The White Suits, we are told on the inside front cover of No.1, are “mysterious killers dressed in white who savaged the Cold War Soviet underground — then disappeared. ... And now they’ve resurfaced.” That’s about all we know about the White Suits. And we don’t learn it from the pictorial portion of the book.
Similarly, we also know that an FBI agent, Sarah Anderson, is on the trail of the Suits because she believes they can tell her how and why her father, a State Department official, vanished at the same time as the Suits did. The rest of this inaugural issue is jammed with murder and mayhem rendered in one of the most spectacularly energetic drawing styles I’ve seen in comics. Toby Cypress deploys an unwavering line to depict characters in a sometimes abbreviated visual shorthand — in black and white accented in red, the only color in the book. Alas, the pictures are sometimes confused however attractive they are, and the verbal content doesn’t help much.

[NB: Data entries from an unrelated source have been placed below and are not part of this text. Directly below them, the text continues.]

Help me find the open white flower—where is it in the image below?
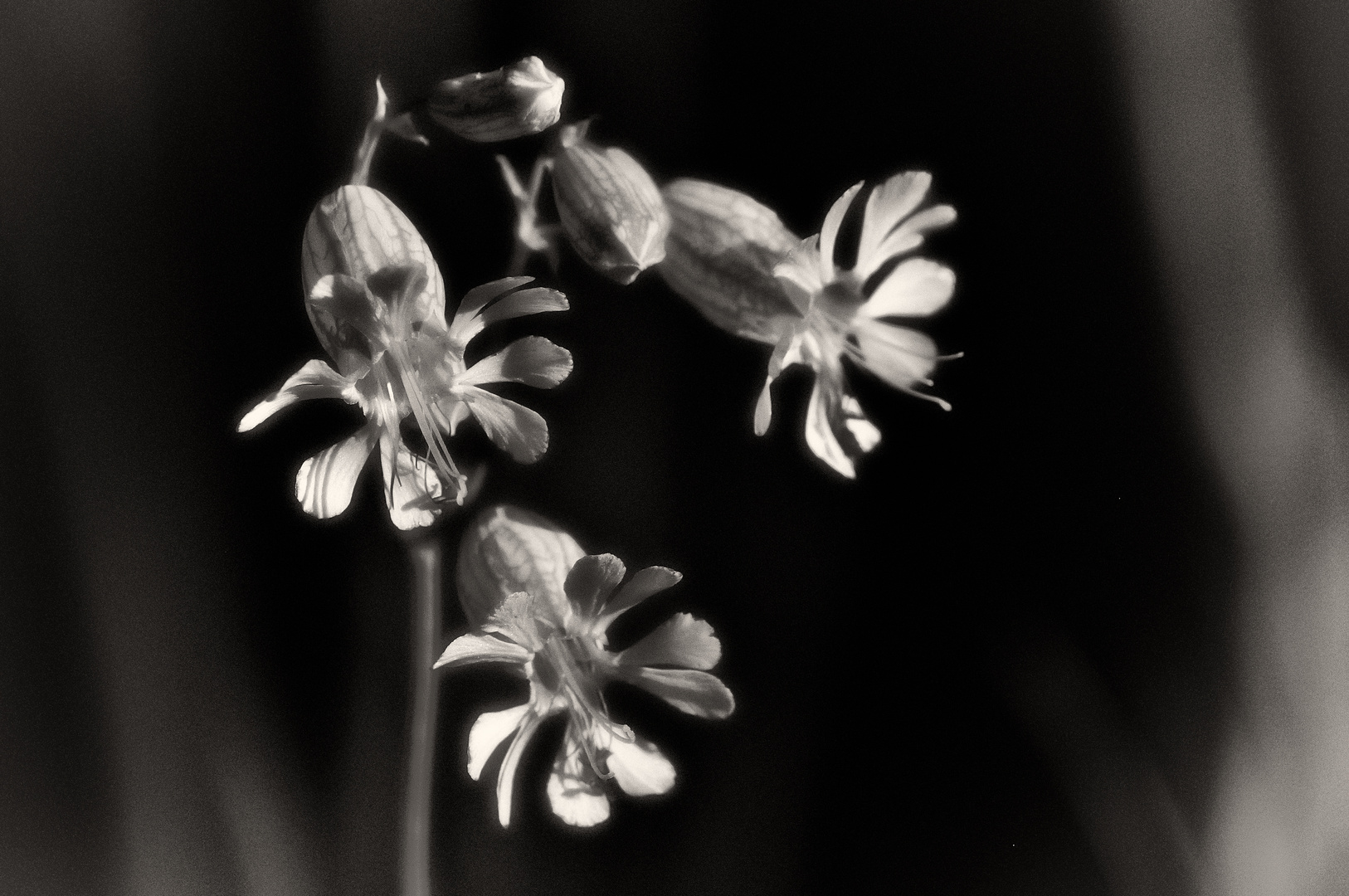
[239,186,572,529]
[754,172,955,478]
[436,509,735,827]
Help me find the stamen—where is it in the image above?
[390,345,467,504]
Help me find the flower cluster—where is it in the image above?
[661,172,955,478]
[436,506,735,827]
[239,185,572,529]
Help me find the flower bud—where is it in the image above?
[553,123,670,284]
[456,504,586,627]
[426,56,565,143]
[660,178,801,343]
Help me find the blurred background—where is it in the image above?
[0,0,1349,896]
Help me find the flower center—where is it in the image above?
[534,634,614,777]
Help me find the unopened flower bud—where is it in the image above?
[660,178,801,343]
[456,504,586,627]
[426,56,565,143]
[553,123,670,284]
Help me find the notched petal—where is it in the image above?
[858,258,955,317]
[295,426,377,519]
[548,726,610,827]
[597,567,684,631]
[616,612,722,670]
[239,360,356,431]
[562,553,627,616]
[459,386,548,465]
[431,634,528,670]
[607,733,674,796]
[618,666,735,719]
[455,336,572,388]
[468,703,528,782]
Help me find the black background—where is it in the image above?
[0,0,1229,894]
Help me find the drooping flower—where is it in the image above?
[552,121,670,285]
[662,172,955,478]
[436,508,735,827]
[426,56,565,143]
[239,185,572,529]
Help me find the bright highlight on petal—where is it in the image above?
[608,732,674,796]
[433,634,528,670]
[459,336,572,388]
[295,426,379,519]
[619,666,735,719]
[548,726,608,827]
[468,703,528,782]
[618,612,722,670]
[239,360,355,431]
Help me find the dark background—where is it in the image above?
[7,0,1316,894]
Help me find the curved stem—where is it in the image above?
[402,537,441,896]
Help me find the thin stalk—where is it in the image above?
[402,536,441,896]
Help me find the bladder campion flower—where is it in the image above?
[239,186,572,529]
[552,121,670,285]
[436,508,735,827]
[665,172,955,478]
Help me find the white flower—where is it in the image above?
[436,508,735,827]
[239,186,572,529]
[426,56,565,143]
[754,172,955,478]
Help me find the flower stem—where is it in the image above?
[402,536,441,896]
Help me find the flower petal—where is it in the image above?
[806,370,879,479]
[301,185,446,329]
[455,336,572,388]
[821,181,864,284]
[431,634,528,670]
[562,553,627,618]
[548,726,608,827]
[239,360,358,431]
[853,317,950,399]
[479,286,571,327]
[857,258,955,317]
[843,392,884,455]
[615,612,722,670]
[857,205,955,270]
[608,732,674,796]
[754,332,800,436]
[456,386,548,465]
[449,276,534,345]
[456,504,586,627]
[295,426,377,519]
[379,433,444,530]
[597,567,684,631]
[854,172,933,278]
[618,666,735,719]
[496,713,543,827]
[468,703,528,782]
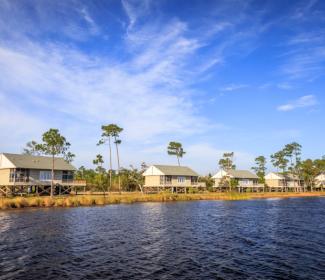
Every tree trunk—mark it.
[51,155,54,198]
[107,136,112,192]
[115,136,121,194]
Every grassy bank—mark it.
[0,192,325,210]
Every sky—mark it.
[0,0,325,174]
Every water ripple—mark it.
[0,198,325,280]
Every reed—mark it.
[0,192,325,210]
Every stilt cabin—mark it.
[212,169,264,192]
[265,172,303,191]
[315,173,325,190]
[0,153,86,196]
[143,165,205,193]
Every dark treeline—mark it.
[23,127,325,193]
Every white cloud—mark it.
[277,95,317,112]
[220,84,248,91]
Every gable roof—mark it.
[3,153,76,171]
[227,169,258,179]
[265,172,299,181]
[212,169,258,179]
[143,164,199,176]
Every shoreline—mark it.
[0,192,325,211]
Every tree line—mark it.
[23,129,325,195]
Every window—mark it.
[165,176,172,184]
[39,170,52,181]
[62,171,73,182]
[9,168,29,182]
[177,176,185,183]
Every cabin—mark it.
[315,173,325,190]
[0,153,86,196]
[265,172,303,191]
[143,165,205,193]
[212,169,264,192]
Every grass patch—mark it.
[0,192,325,210]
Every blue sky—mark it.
[0,0,325,174]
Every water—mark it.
[0,198,325,280]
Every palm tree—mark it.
[97,124,112,191]
[112,125,123,193]
[97,124,123,192]
[167,141,185,166]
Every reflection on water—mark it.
[0,198,325,280]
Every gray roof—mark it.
[274,172,299,181]
[227,169,258,179]
[3,153,76,171]
[154,165,199,176]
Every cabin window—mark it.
[191,176,197,183]
[177,176,185,183]
[165,176,172,184]
[62,171,73,182]
[39,170,52,181]
[9,168,29,182]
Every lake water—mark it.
[0,198,325,280]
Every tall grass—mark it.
[0,192,325,210]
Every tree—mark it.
[167,141,185,166]
[64,152,76,163]
[218,152,236,171]
[35,128,71,197]
[283,142,301,174]
[112,124,123,193]
[271,150,289,173]
[300,159,320,191]
[23,141,40,156]
[121,165,144,193]
[93,154,105,173]
[97,124,114,191]
[252,156,266,184]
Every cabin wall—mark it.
[265,179,283,187]
[29,169,63,181]
[144,175,160,186]
[145,175,196,186]
[0,168,12,186]
[172,176,191,186]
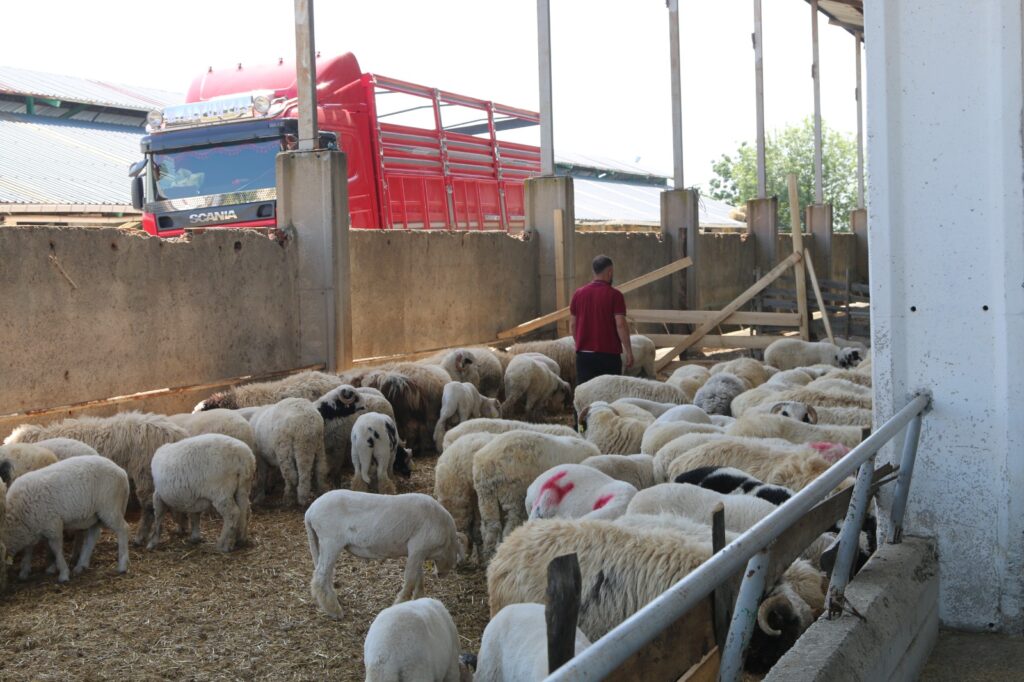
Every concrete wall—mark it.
[0,227,298,414]
[349,229,547,357]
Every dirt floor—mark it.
[0,450,487,681]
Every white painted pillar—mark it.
[864,0,1024,634]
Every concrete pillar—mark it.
[850,209,867,284]
[806,204,833,280]
[276,151,352,372]
[662,189,700,310]
[746,197,778,274]
[526,176,577,336]
[864,0,1024,634]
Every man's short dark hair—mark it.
[591,256,611,274]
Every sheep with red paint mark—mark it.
[526,464,637,519]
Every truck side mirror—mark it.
[131,175,145,211]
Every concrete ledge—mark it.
[765,538,939,682]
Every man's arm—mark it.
[615,315,633,370]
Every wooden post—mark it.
[804,251,836,343]
[786,173,811,341]
[544,554,583,673]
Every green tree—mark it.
[709,119,857,231]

The pictures are often, but not always, accompanied by a voice-over, utterances of a person who seems in constant pain and as perplexed as the visuals. We don’t meet Sarah by name until the end of the book, when she is talking to a man she’s tied to a chair, telling him that he is going to help her take the Suits down. He, we are told in the second issue — but not in the first — is a derelict amnesiac plagued with dreams of a former life of violence — in a suit of white. Is he a former Suit? In the first issue, however, we know only that he is probably the tortured narrator.

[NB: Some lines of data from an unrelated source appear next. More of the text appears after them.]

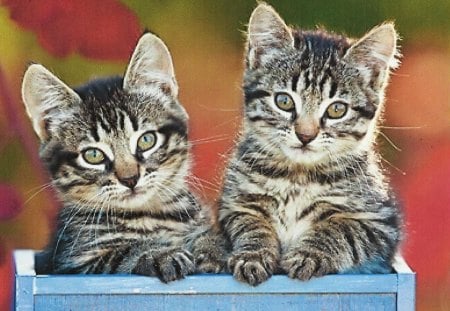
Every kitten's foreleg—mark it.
[221,210,280,286]
[189,227,230,273]
[281,216,397,280]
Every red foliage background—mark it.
[3,0,140,60]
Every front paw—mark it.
[280,250,336,281]
[194,250,226,273]
[228,249,278,286]
[154,249,195,283]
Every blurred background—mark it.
[0,0,450,310]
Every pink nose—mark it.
[295,132,317,146]
[119,175,139,189]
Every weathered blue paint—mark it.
[14,250,415,311]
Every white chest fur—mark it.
[265,180,329,249]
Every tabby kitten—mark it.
[22,33,222,282]
[219,3,401,285]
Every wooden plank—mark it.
[14,249,36,276]
[35,274,397,295]
[36,294,395,311]
[13,250,36,311]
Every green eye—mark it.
[326,102,347,119]
[275,93,295,112]
[83,148,106,165]
[137,132,156,151]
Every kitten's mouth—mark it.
[291,145,312,153]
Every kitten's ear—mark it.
[123,33,178,97]
[248,3,294,48]
[247,3,294,68]
[22,64,81,141]
[345,23,399,71]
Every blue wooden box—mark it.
[14,250,415,311]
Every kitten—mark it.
[219,3,401,285]
[22,33,223,282]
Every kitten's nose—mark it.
[118,175,139,189]
[295,119,319,146]
[295,132,317,146]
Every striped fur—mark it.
[23,34,224,282]
[219,3,401,285]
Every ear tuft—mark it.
[345,23,399,70]
[248,3,294,48]
[22,64,81,141]
[123,33,178,97]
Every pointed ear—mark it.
[123,33,178,97]
[22,64,81,141]
[248,3,294,48]
[344,23,399,71]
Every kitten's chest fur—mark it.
[264,180,330,248]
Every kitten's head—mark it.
[244,3,397,167]
[22,33,189,208]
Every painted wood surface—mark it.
[14,250,415,311]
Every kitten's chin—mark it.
[281,146,329,167]
[117,190,155,209]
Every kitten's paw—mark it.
[154,249,195,283]
[228,250,277,286]
[195,250,227,273]
[280,250,336,281]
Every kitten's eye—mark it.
[83,148,106,164]
[275,93,295,112]
[137,132,156,151]
[326,102,347,119]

Because we don’t get to know either of these principals in the course of the book, the first issue fails on two counts: we don’t know them well enough to like them; and the mystery — who are the current incarnations of the White Suits and who are all those people being slaughtered and spurting blood, and who are their killers, exactly? — is far too cryptic to provoke the sort of curiosity that will make me buy the next issue.
To the extent that there is a completed episode (the function of which is to show us protagonists in action so we can assess their personalities), it is a five-page rampage followed by a two-page assassination—but we don’t know any of the characters, the living or the dying. The episode reveals nothing. Here are two of the five pages; we don’t know any of these people.

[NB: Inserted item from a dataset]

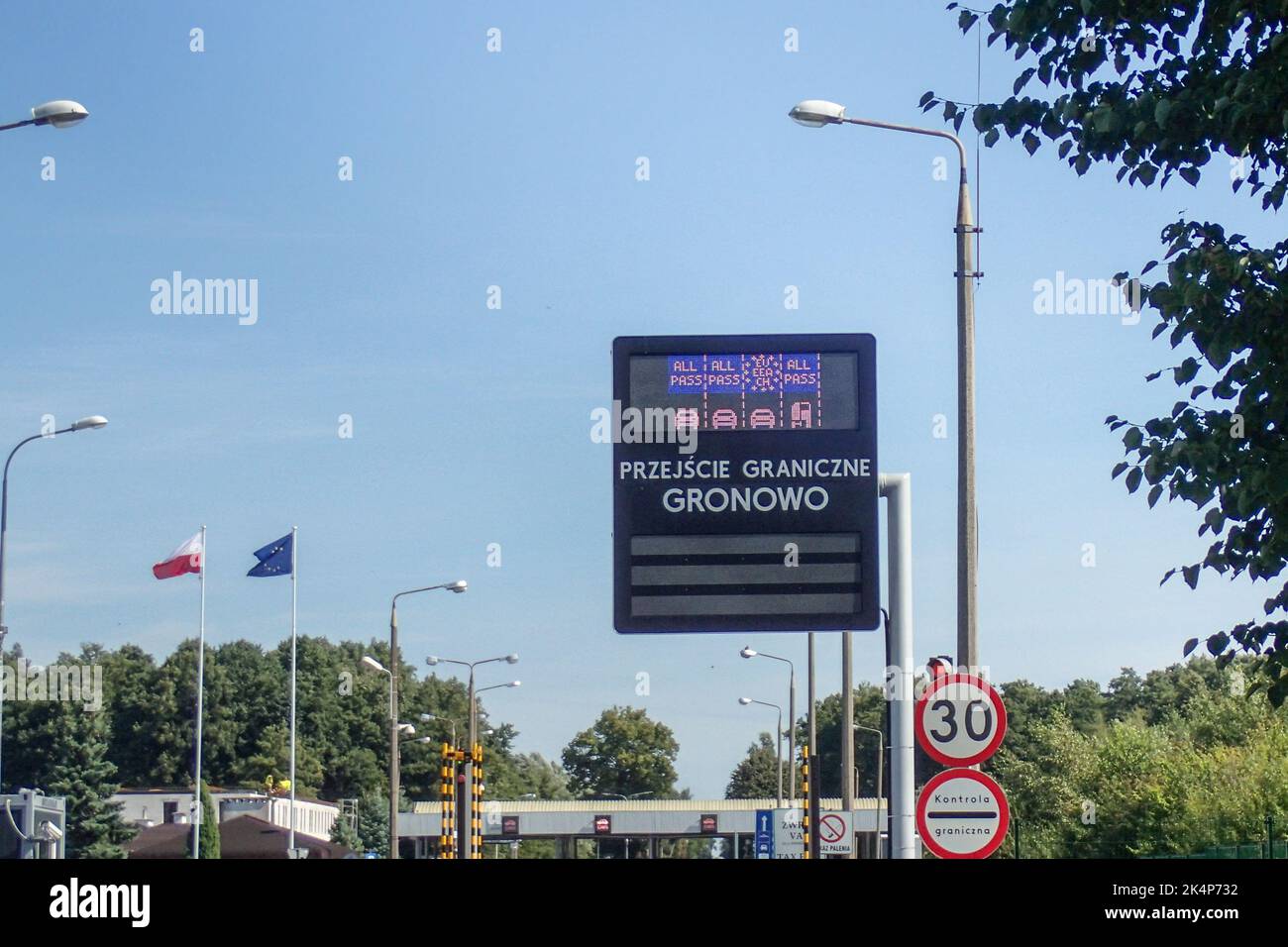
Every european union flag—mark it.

In short, the first issue of this title fails all the criteria I usually employ. But I bought the second issue anyhow because Cypress’ art is so spectacularly splattered willy nilly throughout. It’ll go on for another two issues, and by the end of the second, I’m starting to make sense of Frank Barbiere’s otherwise hit-and-miss narrative. So the first issue fails, but the second is beginning to redeem the title.